Using data from the California Department of Public Health and the United States Centers for Disease Control and Prevention, our group performed an in-depth analysis of ethnic disparities in obesity and obesity-related diseases with a focus on Asian populations. From 1985 to 2011, Asians as a group had the lowest BMI and lowest obesity prevalence (Asians: 22.6 ± 3.3 kg/m2 in 1985-1990 to 24.4 ± 4.3 kg/m2 in 2006-2011; non-Hispanic whites: 24.2 ± 4.1 kg/m2 in 1985-1990 to 26.7 ± 5.5 kg/m2 in 2006-2011; blacks: 25.4 ± 4.5 kg/m2 in 1985-1990 to 29.0 ± 6.9 kg/m2 in 2006-2011; Hispanics: 25.0 ± 4.1 kg/m2 in 1985-1990 to 28.3 ± 5.8 kg/m2 in 2006-2011) (Figure 1). Despite lower overall BMI, Asians had comparable or even higher rates of hypertension and diabetes mellitus compared to other ethnic groups. To evaluate whether weight gain as measured by BMI affected ethnic groups similarly, we created a multivariate logistic regression model to assess the effect of each one unit increase in BMI on the risk of hypertension or diabetes mellitus (Table 1). In our cohort model, each one unit increase in BMI was associated with 15% increased risk of hypertension in Asians, compared with 11% increase among non-Hispanic whites and 8% increase among blacks and Hispanics. When evaluating the impact of weight gain on the risk of diabetes mellitus, each one unit BMI was associated with 15% increased risk of diabetes mellitus among Asians, compared to 11% increase among non-Hispanic whites, 7% increase among blacks and 8% increase among Hispanics. These data suggest that despite having lower BMI, weight gain as measured by BMI disproportionately affects Asians to a greater degree. Furthermore, similar risks of hypertension and diabetes mellitus among non-Hispanic whites and blacks were seen in Asians at significantly lower BMI. For example, risks of hypertension among Asians with BMI > 22 kg/m2 were similar to non-Hispanic whites with BMI > 27 kg/m2 and blacks with BMI > 28 kg/m2 (Figure 2). While many theories have been proposed to explain these disparities, ethnic differences in body fat distribution may be a major contributing factor. Previous studies evaluating the correlation of BMI with percentage body fat demonstrated that blacks generally have more lean mass and less fat mass compared to whites. In contrast, Asians have more central adiposity and visceral fat distribution, which carries a greater risk of developing cardiovascular and metabolic diseases[25-29].

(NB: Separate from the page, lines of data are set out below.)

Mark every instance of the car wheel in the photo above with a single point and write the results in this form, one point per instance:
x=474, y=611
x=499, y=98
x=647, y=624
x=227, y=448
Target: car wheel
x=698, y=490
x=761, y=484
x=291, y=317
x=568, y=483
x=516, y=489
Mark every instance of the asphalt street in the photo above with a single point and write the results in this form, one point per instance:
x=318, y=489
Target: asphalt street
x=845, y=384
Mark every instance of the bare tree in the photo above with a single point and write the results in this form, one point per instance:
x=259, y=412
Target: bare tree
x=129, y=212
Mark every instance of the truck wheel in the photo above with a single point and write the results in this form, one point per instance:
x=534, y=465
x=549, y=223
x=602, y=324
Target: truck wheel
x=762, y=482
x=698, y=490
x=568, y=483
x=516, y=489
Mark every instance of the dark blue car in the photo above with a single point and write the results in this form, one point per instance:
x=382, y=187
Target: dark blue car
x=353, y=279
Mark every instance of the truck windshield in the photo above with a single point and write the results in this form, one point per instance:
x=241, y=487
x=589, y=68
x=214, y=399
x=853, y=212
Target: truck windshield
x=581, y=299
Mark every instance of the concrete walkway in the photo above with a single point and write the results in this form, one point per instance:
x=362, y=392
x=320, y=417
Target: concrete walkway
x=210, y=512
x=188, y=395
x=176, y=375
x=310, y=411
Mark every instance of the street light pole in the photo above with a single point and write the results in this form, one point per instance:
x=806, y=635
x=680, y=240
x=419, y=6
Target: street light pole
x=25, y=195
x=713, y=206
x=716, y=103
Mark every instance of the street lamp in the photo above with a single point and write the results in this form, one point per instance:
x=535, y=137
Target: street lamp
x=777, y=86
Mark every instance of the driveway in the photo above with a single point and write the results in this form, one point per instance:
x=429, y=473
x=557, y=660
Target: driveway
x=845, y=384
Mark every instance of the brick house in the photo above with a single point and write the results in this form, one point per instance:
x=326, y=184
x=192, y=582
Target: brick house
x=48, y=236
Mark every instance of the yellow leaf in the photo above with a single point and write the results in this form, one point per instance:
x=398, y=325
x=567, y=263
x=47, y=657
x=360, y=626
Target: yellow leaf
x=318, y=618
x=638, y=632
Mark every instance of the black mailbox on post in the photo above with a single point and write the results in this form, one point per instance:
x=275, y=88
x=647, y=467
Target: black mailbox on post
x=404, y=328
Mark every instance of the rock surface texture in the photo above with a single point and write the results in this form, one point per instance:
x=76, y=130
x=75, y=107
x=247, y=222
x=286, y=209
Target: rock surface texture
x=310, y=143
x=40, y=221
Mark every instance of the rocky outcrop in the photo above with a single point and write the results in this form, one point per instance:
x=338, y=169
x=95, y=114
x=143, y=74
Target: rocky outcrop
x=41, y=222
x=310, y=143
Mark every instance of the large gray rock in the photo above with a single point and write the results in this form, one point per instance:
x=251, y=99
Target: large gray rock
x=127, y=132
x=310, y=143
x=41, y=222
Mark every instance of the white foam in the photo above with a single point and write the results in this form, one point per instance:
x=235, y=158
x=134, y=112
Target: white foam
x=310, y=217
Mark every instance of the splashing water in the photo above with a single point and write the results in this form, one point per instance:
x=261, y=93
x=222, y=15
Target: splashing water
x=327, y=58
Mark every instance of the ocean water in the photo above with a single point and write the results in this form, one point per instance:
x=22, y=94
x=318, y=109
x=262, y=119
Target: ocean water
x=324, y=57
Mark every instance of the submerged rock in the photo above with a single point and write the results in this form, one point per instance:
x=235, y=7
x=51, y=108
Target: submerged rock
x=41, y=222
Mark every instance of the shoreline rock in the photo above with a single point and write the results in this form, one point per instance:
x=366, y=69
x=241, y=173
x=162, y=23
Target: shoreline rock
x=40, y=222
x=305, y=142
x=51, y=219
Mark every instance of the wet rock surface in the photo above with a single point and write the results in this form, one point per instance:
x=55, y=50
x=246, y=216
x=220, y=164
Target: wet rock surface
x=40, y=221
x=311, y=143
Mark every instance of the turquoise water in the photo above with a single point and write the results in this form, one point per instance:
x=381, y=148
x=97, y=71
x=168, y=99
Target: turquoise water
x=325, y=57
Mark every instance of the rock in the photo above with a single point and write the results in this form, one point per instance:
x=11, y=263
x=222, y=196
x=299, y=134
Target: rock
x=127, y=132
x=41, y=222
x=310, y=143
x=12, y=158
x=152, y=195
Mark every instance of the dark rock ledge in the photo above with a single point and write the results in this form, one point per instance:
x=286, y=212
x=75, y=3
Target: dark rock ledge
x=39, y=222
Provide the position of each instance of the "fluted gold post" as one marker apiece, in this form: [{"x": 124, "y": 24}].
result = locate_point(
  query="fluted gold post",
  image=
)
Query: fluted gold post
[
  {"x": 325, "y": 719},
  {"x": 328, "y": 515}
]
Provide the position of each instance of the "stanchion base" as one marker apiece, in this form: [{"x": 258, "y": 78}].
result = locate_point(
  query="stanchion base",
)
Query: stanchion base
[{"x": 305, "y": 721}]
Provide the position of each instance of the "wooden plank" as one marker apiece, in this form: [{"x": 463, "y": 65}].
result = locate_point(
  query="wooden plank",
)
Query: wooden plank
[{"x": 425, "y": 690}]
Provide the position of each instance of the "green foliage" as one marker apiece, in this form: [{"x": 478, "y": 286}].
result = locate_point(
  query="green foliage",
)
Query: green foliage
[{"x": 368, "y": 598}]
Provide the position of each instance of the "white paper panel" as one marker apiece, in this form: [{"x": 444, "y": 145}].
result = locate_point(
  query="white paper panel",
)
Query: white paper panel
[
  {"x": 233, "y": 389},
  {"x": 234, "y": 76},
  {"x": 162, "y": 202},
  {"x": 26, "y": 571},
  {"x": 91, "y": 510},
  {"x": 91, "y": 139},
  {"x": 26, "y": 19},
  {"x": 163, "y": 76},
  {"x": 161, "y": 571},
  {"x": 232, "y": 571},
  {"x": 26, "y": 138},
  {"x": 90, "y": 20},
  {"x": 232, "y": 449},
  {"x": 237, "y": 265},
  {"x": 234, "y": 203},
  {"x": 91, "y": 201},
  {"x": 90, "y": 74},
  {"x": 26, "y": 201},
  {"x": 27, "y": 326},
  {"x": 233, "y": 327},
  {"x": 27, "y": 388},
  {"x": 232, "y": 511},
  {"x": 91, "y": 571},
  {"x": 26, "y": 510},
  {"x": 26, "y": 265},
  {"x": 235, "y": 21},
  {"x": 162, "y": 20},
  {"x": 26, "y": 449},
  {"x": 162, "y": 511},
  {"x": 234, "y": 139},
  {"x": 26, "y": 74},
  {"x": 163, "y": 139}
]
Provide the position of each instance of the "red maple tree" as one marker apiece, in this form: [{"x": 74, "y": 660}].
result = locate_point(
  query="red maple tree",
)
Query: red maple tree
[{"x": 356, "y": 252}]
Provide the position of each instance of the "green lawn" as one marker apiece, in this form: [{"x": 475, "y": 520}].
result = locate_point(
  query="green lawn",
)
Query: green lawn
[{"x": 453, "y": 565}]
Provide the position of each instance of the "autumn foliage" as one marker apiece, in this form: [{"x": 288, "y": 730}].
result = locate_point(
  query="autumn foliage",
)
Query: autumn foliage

Table 1 Increased odds of hypertension and diabetes associated with one unit increase in body mass index.
Hypertension
Diabetes
OR95%CIP valueOR95%CIP value
Asian1.151.13-1.18< 0.0011.151.13-1.18< 0.001
Non-Hispanic White1.111.10-1.11< 0.0011.111.11-1.12< 0.001
Black1.081.07-1.10< 0.0011.071.06-1.09< 0.001
Hispanic1.081.07-1.09< 0.0011.081.07-1.09< 0.001
Figure 1
Figure 1 Trends in body mass index over time stratified by ethnicity, 1985-2011, California behavioral risk factor survey database.
Figure 2
Figure 2 Odds of (A) hypertension and (B) diabetes by ethnicity and body mass index categories.

Acknowledging these disparities, several studies have suggested that current thresholds for defining obesity and overweight in Asians may not accurately reflect the risk of developing obesity-related diseases and BMI thresholds should be lowered for Asian cohorts[41,42]. In 2000, the World Health Organization Western Pacific Regional Office proposed a lower cutoff of BMI > 25 kg/m2 for obesity in Asian populations[43]. Several Asian countries have begun to adopt this modified BMI categorization[44-46]. Additional studies have attempted to incorporate additional anthropometric tools to better stratify the risk of metabolic diseases among Asians. Using a cross sectional population-based survey study of 2947 patients in China, Shao et al[47] demonstrated that waist-height ratio was significantly better at predicting risk of metabolic syndrome than BMI or waist circumference alone. Liu et al[48] performed a similar evaluation among a cross sectional cohort of 772 Chinese patients. BMI, waist circumference and waist-hip ratio were found to have similar predictive power for risk of metabolic diseases, such as hypertension, diabetes mellitus and dyslipidemia. While solely relying on BMI to predict risk of obesity-related diseases such as NAFLD has several limitations, these additional complementary anthropometric tools may improve risk stratification.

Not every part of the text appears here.